The mine’s entrance was right where Coal Mine Road/Twp. Rd. 544 intersects with Starkey Road/RR 251 in Sturgeon County today, said St. Albert resident Carol McRae, 86, who lived on the Star-Key Mine site with her family for decades.
“Star-Key Mine was pretty important in the community at the time, as it provided a lot of employment for people and also provided heating for homes,” McRae said.
“Coal Mine Road came right from St. Albert to the mine.”
Life in the pits
Coal mining in St. Albert dates back to the early 1900s with the Canadian Coal and Coke Co. Ltd., which operated a mine around what is now Harwood Drive from about 1911 to 1917, said Musée Héritage Museum archivist Vino Vipulanantharajah. Members of many longtime St. Albert families, including the Perrault and Lavoie clans, worked in the Star-Key Mine at some point.
Star-Key Mine opened in 1945 and closed in 1979. It was one of the many businesses owned Jack Starky, a baseball player, golfer, curler, figure skater, and Edmonton Sports Hall of Fame member, documents from the Provincial Archives of Alberta show.
McRae said her father, Bror “Bud” Holmgren (namesake of St. Albert’s Holmgren Crescent), had been working at one of Starky’s other mines when this new one opened in 1944. He took up the post of surface foreman and moved his family on-site. She recalled how Holmgren would often come home after work, grab his rifle and go out to hunt ducks and pheasants.
“He loved music and liked to sing. We’d all get in the car for road-trips and we’d sing all the way.”
McRae said visitors to the mine would have seen a single entrance that led to a series of large rooms with branching tunnels carved out of a 2.4 m thick seam of sub-bituminous coal, which was used mainly to heat homes and create electricity. Crews hauled up to 95,000 tons of coal out of the mine each year, excavating some 160 acres of the stuff during the mine’s lifetime, the Edmonton Journal reports.
Touring the mine in 1974, the Edmonton Journal’s Steve Hume described it as place of darkness, stone, wood, and water, where men used picks, dynamite, and a thunderous cutting machine “that looks like a power saw designed for Paul Bunyan” to shatter coal for collection into carts. A team of 20 horses that lived almost year-round in the mine hauled those carts in the early days; they were later replaced by electric engines.
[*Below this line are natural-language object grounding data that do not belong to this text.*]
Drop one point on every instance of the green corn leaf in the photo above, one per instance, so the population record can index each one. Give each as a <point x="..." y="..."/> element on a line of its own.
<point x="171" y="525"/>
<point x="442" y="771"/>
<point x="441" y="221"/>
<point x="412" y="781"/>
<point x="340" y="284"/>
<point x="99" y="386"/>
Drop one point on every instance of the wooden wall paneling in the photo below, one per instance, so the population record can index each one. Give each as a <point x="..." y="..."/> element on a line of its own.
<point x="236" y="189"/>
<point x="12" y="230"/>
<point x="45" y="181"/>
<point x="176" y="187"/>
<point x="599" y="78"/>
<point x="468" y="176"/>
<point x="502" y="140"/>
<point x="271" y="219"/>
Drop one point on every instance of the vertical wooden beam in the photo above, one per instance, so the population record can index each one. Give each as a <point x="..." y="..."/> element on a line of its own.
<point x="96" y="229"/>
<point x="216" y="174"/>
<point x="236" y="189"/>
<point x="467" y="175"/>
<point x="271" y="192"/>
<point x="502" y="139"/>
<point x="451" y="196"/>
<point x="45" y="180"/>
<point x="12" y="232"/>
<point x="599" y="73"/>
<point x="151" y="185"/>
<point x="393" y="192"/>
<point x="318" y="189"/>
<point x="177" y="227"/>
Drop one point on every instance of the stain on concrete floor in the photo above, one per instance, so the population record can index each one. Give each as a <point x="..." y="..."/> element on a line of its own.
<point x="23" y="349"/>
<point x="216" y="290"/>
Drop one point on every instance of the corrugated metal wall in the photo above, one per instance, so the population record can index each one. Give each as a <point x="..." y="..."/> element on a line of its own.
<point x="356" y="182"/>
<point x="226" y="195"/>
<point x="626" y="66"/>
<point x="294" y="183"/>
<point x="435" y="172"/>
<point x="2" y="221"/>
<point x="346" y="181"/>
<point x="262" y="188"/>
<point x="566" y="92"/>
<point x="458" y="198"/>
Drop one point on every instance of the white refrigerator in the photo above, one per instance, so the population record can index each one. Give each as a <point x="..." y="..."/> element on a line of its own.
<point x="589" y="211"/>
Coal from the mine was hauled into a tower-like structure on the surface called a tipple and dumped into trucks for delivery to St. Albert, Edmonton, and other regions, McRae said. At the end of their shifts, workers would clean up in the wash-house and head home on the mine’s dedicated bus.
McRae recalled how workers at the mine went on strike in a few years after it opened. Crews piled snow on area roads to block the bus and formed a picket line — one she and her siblings had to cross each day during the strike to get to school.
“I was seven or eight years old, so it was kind of scary,” she recalled.
McRae said a fire destroyed the mine’s tipple in January 1958. During reconstruction that May, worker Jim McMillan died from injuries sustained when a whirlwind flung a chunk of wood at his head.
“That was the same day my sister was getting married,” McRae noted.
Forgotten history
The Star-Key Mine was the last coal mine in Edmonton when Hume toured it in 1974. Strip-mining and natural gas heating had rendered it “a ghost from another era,” with its production falling to 65 tons a day from a peak of 1,000.
Starky sold the mine to Holmgren and other mine workers in 1961, McRae said. Holmgren died in 1974; his wife, Gertrude Holmgren Duxbury, moved from the mine site to St. Albert four years later. Inland Cement bought the mine in 1977 and closed it in January 1979. Crews tore down the mine’s buildings, plugged its entrances, and erased it from the landscape.
Today, the mine site is mostly open fields. Coal Mine Road itself also started to disappear in the 2010s, with a long stretch of it converted by St. Albert city council to trails and other amenities to address development and traffic pressures.
“If you go along Coal Mine Road now, there’s just acreages,” McRae said.